The NBA was forced to cancel the playoff schedule. Basketball was just the start. What happened next is unprecedented. The Milwaukee Brewers and the Cincinnati Reds refused to play and two other baseball games were cancelled. Mookie Betts, the Los Angeles Dodgers star right fielder, decided to sit out his club’s fixture with the San Francisco Giants and his teammates backed his stance.
Major League Soccer joined the boycott. Five matches were abandoned. The players of Real Salt Lake and Los Angeles FC wore Black Lives Matter T-shirts and linked arms on the pitch to show solidarity.
It was not just team sports that were affected. Naomi Osaka, who has won two tennis grand slams, withdrew from the semi-final of the Western & Southern Open tournament. “Before I am an athlete, I am a black woman,” she tweeted. “And as a black woman I feel as though there are much more important matters at hand that need immediate attention, rather than watching me play tennis.”
So often sport is seen as a distraction from the real world but increasingly American athletes are becoming involved in political discourse. Michael Jordan, the greatest basketball player in the game’s history, famously refused to publicly endorse a black Democratic candidate in his home state of North Carolina in 1990, saying “Republicans buy sneakers, too.” Jordan’s modern counterparts have no qualms about alienating those who deny the existence of systemic racism or act as apologists for bigotry. LeBron James, the NBA’s most marketable superstar, tweeted “F*** THIS MAN!!!! WE DEMAND CHANGE. SICK OF IT.”
James is the dressing-room leader of the Los Angeles Lakers who, along with the Los Angeles Clippers, voted to abandon the season. This reaction from two of the best teams in the NBA caused the league’s board of governors to convene an emergency meeting to save the coronavirus-shortened campaign.
The anger shows no sign of subsiding. The support of white players for their black teammates appears solid.
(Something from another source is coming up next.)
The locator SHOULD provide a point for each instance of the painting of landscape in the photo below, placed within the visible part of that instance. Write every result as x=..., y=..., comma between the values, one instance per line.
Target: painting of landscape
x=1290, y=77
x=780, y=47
Clayton Kershaw, the Dodgers standout pitcher, summed up the feelings of many. “As a white player on this team, [the question is] how can we show support?” Kershaw said. “What’s something tangible that we can do to help our black brothers on this team? Once Mookie said that he wasn’t going to play, that really started our conversation as a team of what we can do to support that. We felt the best thing to do was to support that in not playing.”
The boycotts took place against the backdrop of violence on the streets of Kinosha, in which a 17-year-old vigilante shot two protestors dead, and the Republican National Convention, where Donald Trump accepted the party’s endorsement as presidential candidate for November’s election. The Republicans have been making a concerted effort to rehabilitate Trump’s sullied image with black voters. A number of sporting figures have been rolled out to defend the president, including Herschel Walker, the African-American running back who played for Trump’s New Jersey Generals gridiron team in the 1980s. “It hurts my soul to hear the terrible names that people call Donald,” Walker said. “The worst one is ‘racist’.”
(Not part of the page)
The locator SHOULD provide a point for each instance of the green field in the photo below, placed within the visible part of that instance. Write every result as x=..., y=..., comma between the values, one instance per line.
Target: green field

Mike Pence, the vice president, made it clear in his speech that he believes the protests in Kinosha and other cities across the nation are a law and order issue. Across the sporting realm, athletes contend that the violence is a symptom of more pervasive underlying problems in American society. They are once again at the vanguard of the battle for racial equality.
On Wednesday the boycott showed that sport is an important driving force in the fight for social justice. The actions of players off the field have been even more inspiring than their performances on it.